Miller indices of lattice planes:

A set of lattice planes intercept each of the
crystallographic axes a finite number of times per unit length of axis. By
convention, the number of intercepts of planes per unit length along the
**x**-axis is termed **h**, per unit length along the **y**-axis
is termed **k** and per unit length along the **z**-axis is termed
**l**. The unit length along each axis is taken to be the length of the
unit cell parallel to that axis, that is **a** for the **x**-axis,
**b** for the **y**-axis and **c** for the z-axis. The *Miller
Indices* of the plane are then **(hkl)**. Thus the set of lattice
planes **(hkl)** divides **a** into **h** parts, **b** into
**k** parts and **c** into **l** parts. An alternative way of
conceptualising Miller indices is to consider the first plane out from the
origin in any set of planes. This plane will make the intercepts
**a/h**, **b/k**, **c/l** (where **h**, **k** and **l**
are integers), on the **x**-axis, **y**-axis and **z**-axis
respectively.

In some sets of lattice planes the intercepts the
first plane out from the origin intercepts one or more of the axes in the
negative direction along those axes. The Miller indices with respect to
those axes are then written with a bar over the top of the index
(** hkl**) (which is read bar "h", bar "k" bar "l").

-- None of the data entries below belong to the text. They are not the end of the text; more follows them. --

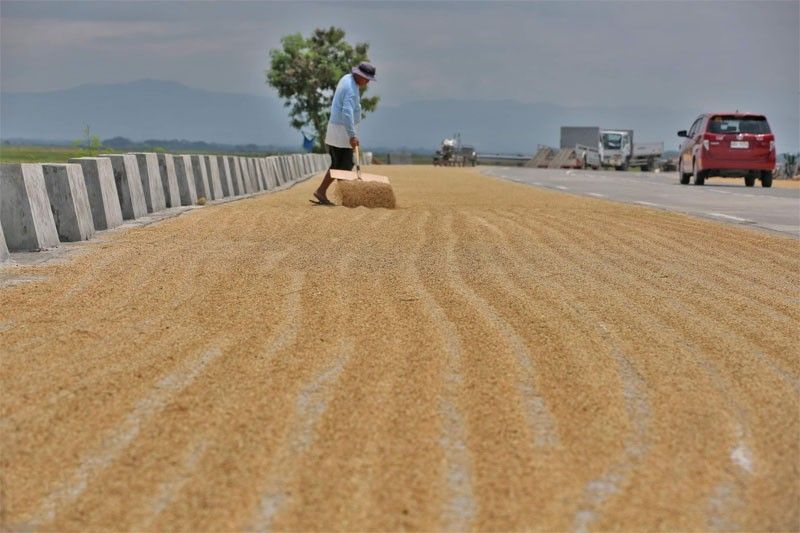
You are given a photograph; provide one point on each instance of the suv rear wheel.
(684, 176)
(699, 175)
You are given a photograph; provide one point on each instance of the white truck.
(615, 146)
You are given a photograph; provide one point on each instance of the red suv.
(728, 145)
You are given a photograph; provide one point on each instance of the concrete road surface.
(727, 200)
(488, 356)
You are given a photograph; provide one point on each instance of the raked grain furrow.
(487, 356)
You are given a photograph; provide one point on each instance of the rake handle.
(358, 162)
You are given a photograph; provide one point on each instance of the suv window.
(694, 127)
(738, 124)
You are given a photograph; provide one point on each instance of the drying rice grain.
(357, 193)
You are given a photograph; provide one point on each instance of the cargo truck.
(615, 146)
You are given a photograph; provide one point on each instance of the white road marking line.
(92, 464)
(728, 217)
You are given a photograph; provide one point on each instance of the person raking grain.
(341, 137)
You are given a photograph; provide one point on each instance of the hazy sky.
(698, 55)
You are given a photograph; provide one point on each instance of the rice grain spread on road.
(487, 356)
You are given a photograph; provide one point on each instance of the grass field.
(61, 154)
(46, 154)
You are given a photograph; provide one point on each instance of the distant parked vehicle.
(728, 145)
(469, 154)
(615, 147)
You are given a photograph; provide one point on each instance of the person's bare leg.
(323, 187)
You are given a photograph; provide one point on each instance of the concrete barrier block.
(169, 180)
(273, 162)
(269, 173)
(151, 181)
(262, 176)
(25, 214)
(258, 176)
(244, 168)
(4, 254)
(201, 177)
(98, 175)
(251, 167)
(225, 176)
(129, 185)
(265, 173)
(236, 175)
(212, 171)
(186, 182)
(69, 201)
(287, 169)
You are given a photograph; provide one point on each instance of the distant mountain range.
(153, 109)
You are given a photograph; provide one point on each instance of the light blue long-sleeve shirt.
(346, 106)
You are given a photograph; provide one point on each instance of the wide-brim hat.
(365, 70)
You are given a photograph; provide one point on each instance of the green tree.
(305, 73)
(89, 141)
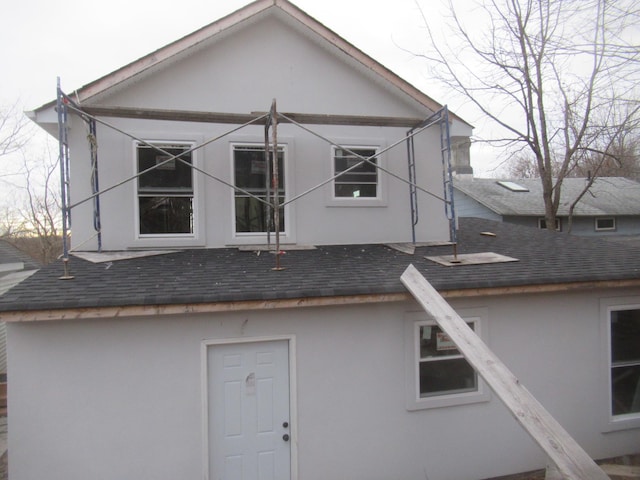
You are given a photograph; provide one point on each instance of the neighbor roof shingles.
(607, 196)
(224, 275)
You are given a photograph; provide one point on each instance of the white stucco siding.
(122, 398)
(242, 73)
(269, 60)
(313, 219)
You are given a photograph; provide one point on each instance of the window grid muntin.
(365, 176)
(161, 227)
(630, 366)
(474, 388)
(610, 227)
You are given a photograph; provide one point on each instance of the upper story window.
(625, 362)
(361, 181)
(253, 175)
(165, 189)
(603, 224)
(438, 375)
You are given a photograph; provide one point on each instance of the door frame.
(204, 383)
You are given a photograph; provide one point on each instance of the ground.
(630, 460)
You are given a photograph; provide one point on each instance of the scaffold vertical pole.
(447, 174)
(63, 141)
(95, 184)
(276, 182)
(413, 191)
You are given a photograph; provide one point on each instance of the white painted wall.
(242, 73)
(122, 398)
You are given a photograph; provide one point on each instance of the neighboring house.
(611, 207)
(181, 351)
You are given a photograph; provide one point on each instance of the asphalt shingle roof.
(607, 196)
(219, 275)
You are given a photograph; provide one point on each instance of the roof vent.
(513, 186)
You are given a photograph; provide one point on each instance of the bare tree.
(15, 129)
(554, 75)
(31, 219)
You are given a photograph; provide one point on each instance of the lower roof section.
(206, 280)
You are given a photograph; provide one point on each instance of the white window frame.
(413, 400)
(246, 238)
(558, 224)
(605, 229)
(381, 191)
(170, 239)
(614, 422)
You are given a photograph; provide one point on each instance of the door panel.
(248, 402)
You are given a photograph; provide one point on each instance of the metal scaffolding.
(272, 204)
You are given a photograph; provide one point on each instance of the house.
(611, 206)
(175, 342)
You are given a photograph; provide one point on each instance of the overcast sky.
(80, 41)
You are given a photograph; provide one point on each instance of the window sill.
(357, 202)
(622, 422)
(439, 401)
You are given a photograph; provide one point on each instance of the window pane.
(447, 376)
(251, 215)
(362, 180)
(605, 224)
(168, 176)
(435, 343)
(625, 336)
(251, 174)
(625, 390)
(166, 215)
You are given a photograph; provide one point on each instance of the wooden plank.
(629, 471)
(571, 460)
(242, 118)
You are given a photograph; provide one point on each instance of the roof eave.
(19, 316)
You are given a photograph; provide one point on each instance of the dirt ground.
(630, 460)
(537, 475)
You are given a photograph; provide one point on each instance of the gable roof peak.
(230, 23)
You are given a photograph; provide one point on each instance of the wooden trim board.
(571, 460)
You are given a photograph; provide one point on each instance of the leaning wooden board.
(571, 460)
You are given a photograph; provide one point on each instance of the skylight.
(513, 186)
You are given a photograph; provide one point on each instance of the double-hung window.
(624, 334)
(165, 189)
(442, 370)
(355, 177)
(605, 224)
(438, 375)
(253, 176)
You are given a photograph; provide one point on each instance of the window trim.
(413, 322)
(380, 200)
(613, 422)
(168, 238)
(558, 224)
(247, 238)
(605, 229)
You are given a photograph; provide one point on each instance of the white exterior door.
(248, 410)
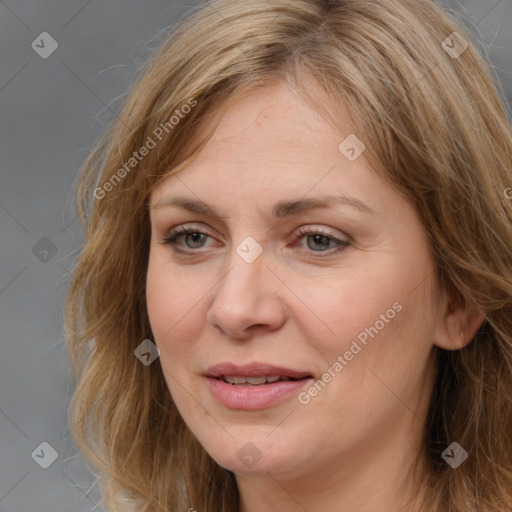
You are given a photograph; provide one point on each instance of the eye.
(317, 239)
(193, 234)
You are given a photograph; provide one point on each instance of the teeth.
(255, 381)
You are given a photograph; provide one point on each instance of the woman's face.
(264, 281)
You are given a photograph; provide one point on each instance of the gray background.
(51, 111)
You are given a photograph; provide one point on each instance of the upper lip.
(255, 369)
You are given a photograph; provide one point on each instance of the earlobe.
(459, 327)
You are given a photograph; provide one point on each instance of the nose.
(248, 300)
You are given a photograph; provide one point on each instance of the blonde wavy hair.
(435, 125)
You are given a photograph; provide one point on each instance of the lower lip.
(254, 397)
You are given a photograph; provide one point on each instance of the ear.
(457, 323)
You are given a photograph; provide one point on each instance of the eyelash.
(173, 234)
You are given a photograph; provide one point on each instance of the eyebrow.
(280, 209)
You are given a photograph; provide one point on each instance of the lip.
(254, 397)
(255, 369)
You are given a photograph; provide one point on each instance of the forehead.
(272, 138)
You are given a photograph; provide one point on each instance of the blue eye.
(195, 239)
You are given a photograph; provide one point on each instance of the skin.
(351, 447)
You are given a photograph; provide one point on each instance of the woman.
(296, 287)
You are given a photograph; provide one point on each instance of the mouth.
(254, 386)
(239, 380)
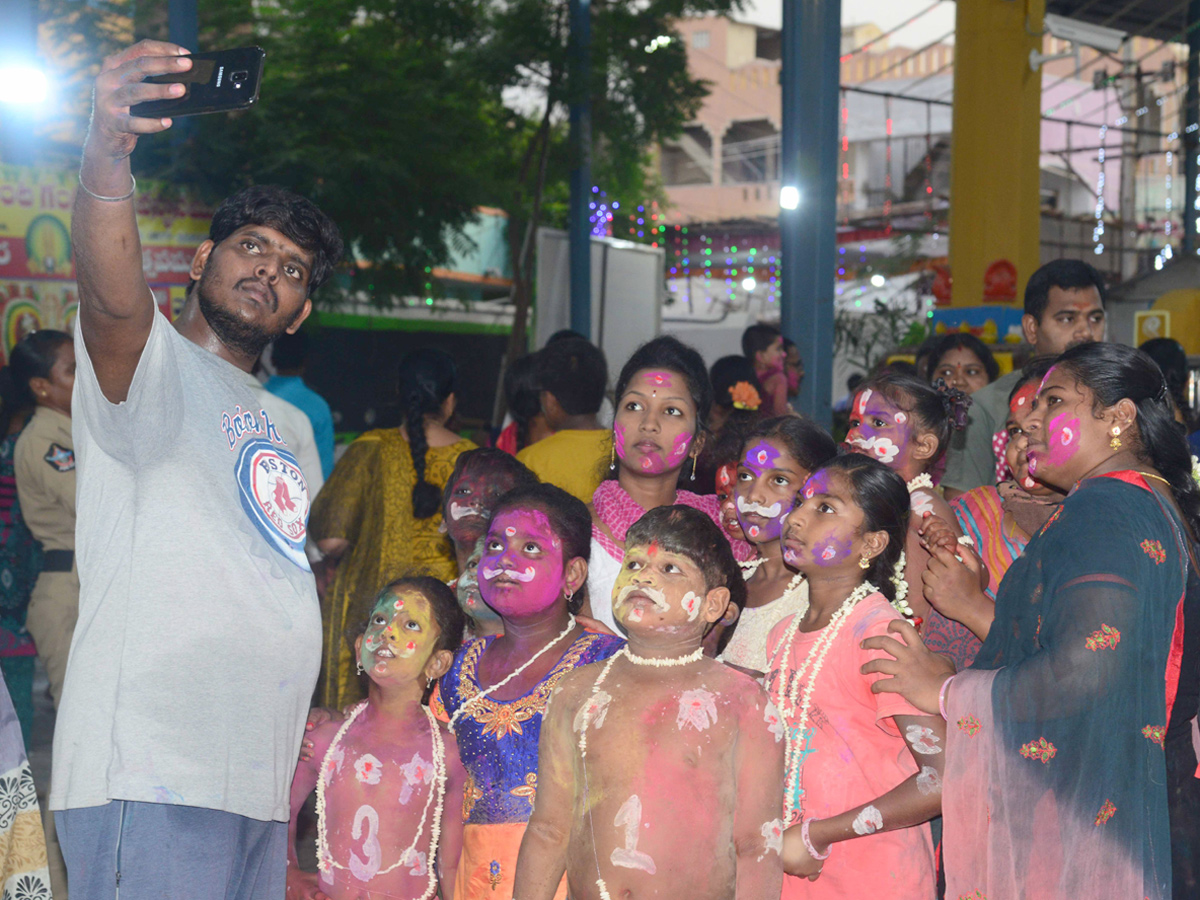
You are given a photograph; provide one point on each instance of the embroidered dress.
(369, 502)
(1056, 777)
(613, 507)
(498, 747)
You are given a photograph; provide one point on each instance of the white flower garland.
(519, 670)
(793, 759)
(922, 480)
(901, 587)
(325, 859)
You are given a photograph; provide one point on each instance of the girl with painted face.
(858, 766)
(532, 573)
(777, 459)
(660, 771)
(1083, 696)
(388, 778)
(961, 581)
(663, 401)
(479, 479)
(906, 425)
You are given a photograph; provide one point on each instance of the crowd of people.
(669, 641)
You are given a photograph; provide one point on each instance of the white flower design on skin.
(773, 835)
(774, 721)
(595, 709)
(335, 765)
(929, 781)
(697, 708)
(367, 769)
(923, 739)
(922, 503)
(868, 821)
(415, 772)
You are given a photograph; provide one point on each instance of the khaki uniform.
(43, 463)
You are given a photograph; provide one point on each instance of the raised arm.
(115, 305)
(543, 858)
(757, 828)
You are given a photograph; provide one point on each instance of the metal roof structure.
(1161, 19)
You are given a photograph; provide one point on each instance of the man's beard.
(232, 330)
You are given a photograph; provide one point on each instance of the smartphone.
(216, 83)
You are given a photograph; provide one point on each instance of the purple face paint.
(521, 570)
(678, 450)
(887, 442)
(761, 457)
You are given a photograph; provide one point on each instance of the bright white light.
(23, 84)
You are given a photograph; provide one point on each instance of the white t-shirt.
(198, 640)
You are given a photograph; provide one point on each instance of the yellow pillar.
(994, 171)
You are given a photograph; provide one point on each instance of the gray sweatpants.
(133, 851)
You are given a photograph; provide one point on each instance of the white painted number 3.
(630, 857)
(360, 869)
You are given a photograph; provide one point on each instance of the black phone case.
(216, 83)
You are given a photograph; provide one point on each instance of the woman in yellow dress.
(377, 517)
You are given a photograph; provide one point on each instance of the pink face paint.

Lattice planes parallel to one of the axes will have no intercept with that axis and therefore have the Miller index of 0 with repect to that axis. Thus, in terms of Miller indices the unit-cell can be described as the parallelepiped bounded by adjacent lattice planes of the set (100), (010) and (001).

Lattice rows:

The intersection of two non-parallel lattice
planes defines a *lattice row*. Such a row is indexed with reference
to the parallel row passing through the origin. The indices of the line
[UVW] are taken to be the coordinates of the first lattice point out from
the origin through which that line passes. Note that lattice row reference
indices are always enclosed in square brackets "[]" while plane reference
indices are enclosed in round brackets"()".